2. Aux termes de l'article L. 1142-1 du code de la santé publique : " (...). / II. - Lorsque la responsabilité d'un professionnel, d'un établissement, service ou organisme (...) n'est pas engagée, un accident médical, (...) ouvre droit à la réparation des préjudices du patient, (...) au titre de la solidarité nationale, lorsqu'ils sont directement imputables à des actes de prévention, de diagnostic ou de soins et qu'ils ont eu pour le patient des conséquences anormales au regard de son état de santé comme de l'évolution prévisible de celui-ci et présentent un caractère de gravité, fixé par décret, apprécié au regard de la perte de capacités fonctionnelles et des conséquences sur la vie privée et professionnelle mesurées en tenant notamment compte du taux d'atteinte permanente à l'intégrité physique ou psychique, de la durée de l'arrêt temporaire des activités professionnelles ou de celle du déficit fonctionnel temporaire. / Ouvre droit à réparation des préjudices au titre de la solidarité nationale un taux d'atteinte permanente à l'intégrité physique ou psychique supérieur à un pourcentage d'un barème spécifique fixé par décret ; ce pourcentage, au plus égal à 25 %, est déterminé par ledit décret.". En application de l'article D. 1142-1 du même code : " Le pourcentage mentionné au dernier alinéa de l'article L. 1142-1 est fixé à 24 %. (...) Présente également le caractère de gravité mentionné au II de l'article L. 1142-1 un accident médical, une affection iatrogène ou une infection nosocomiale ayant entraîné, pendant une durée au moins égale à six mois consécutifs ou à six mois non consécutifs sur une période de douze mois, un arrêt temporaire des activités professionnelles ou des gênes temporaires constitutives d'un déficit fonctionnel temporaire supérieur ou égal à un taux de 50 %. A titre exceptionnel, le caractère de gravité peut être reconnu : 1° Lorsque la victime est déclarée définitivement inapte à exercer l'activité professionnelle qu'elle exerçait avant la survenue de l'accident médical, de l'affection iatrogène ou de l'infection nosocomiale ; 2° Ou lorsque l'accident médical, l'affection iatrogène ou l'infection nosocomiale occasionne des troubles particulièrement graves, y compris d'ordre économique, dans ses conditions d'existence ".

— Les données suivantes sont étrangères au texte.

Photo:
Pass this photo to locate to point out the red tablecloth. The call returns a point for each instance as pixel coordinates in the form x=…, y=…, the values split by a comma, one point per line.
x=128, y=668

3. La condition d'anormalité du dommage prévue par ces dispositions doit toujours être regardée comme remplie lorsque l'acte médical a entraîné des conséquences notablement plus graves que celles auxquelles le patient était exposé de manière suffisamment probable en l'absence de traitement. Lorsque les conséquences de l'acte médical ne sont pas notablement plus graves que celles auxquelles le patient était exposé par sa pathologie en l'absence de traitement, elles ne peuvent être regardées comme anormales sauf si, dans les conditions où l'acte a été accompli, la survenance du dommage présentait une probabilité faible. Ainsi, elles ne peuvent être regardées comme anormales au regard de l'état du patient lorsque la gravité de cet état a conduit à pratiquer un acte comportant des risques élevés dont la réalisation est à l'origine du dommage.

4. En premier lieu, il résulte de l'instruction, en particulier du pré-rapport remis aux parties le 29 novembre 2013 par le premier expert nommé par le juge des référés du tribunal administratif de Poitiers ainsi que du rapport établi le 23 janvier 2015 par le second expert judiciaire et par son sapiteur, que les douleurs invalidantes que Mme A...ressent à la jambe gauche sont apparues une première fois à l'issue de l'intervention chirurgicale du 9 janvier 2009 avant de disparaître spontanément puis sont réapparues à la suite de l'intervention du 19 février 2010 et qu'elles n'ont pu être traitées ni soulagées par voie médicamenteuse. Toutefois, il résulte également de l'instruction que ces douleurs subjectives ne peuvent que très partiellement être expliquées par une atteinte radiculaire nerveuse S1 à gauche dont l'organicité n'a pu être objectivée en l'absence d'amyotrophie et d'anormalité des potentiels sensitif et moteur des nerfs SPE et SPI et qu'en tout état de cause, ces douleurs ne peuvent être rattachées aux interventions dont s'agit, la nécrose de la racine nerveuse concernée, qui se trouve par ailleurs hors d'atteinte des gestes chirurgicaux pratiqués, ne pouvant, en particulier, pas être reliée aux chocs hémorragiques subis par la requérante.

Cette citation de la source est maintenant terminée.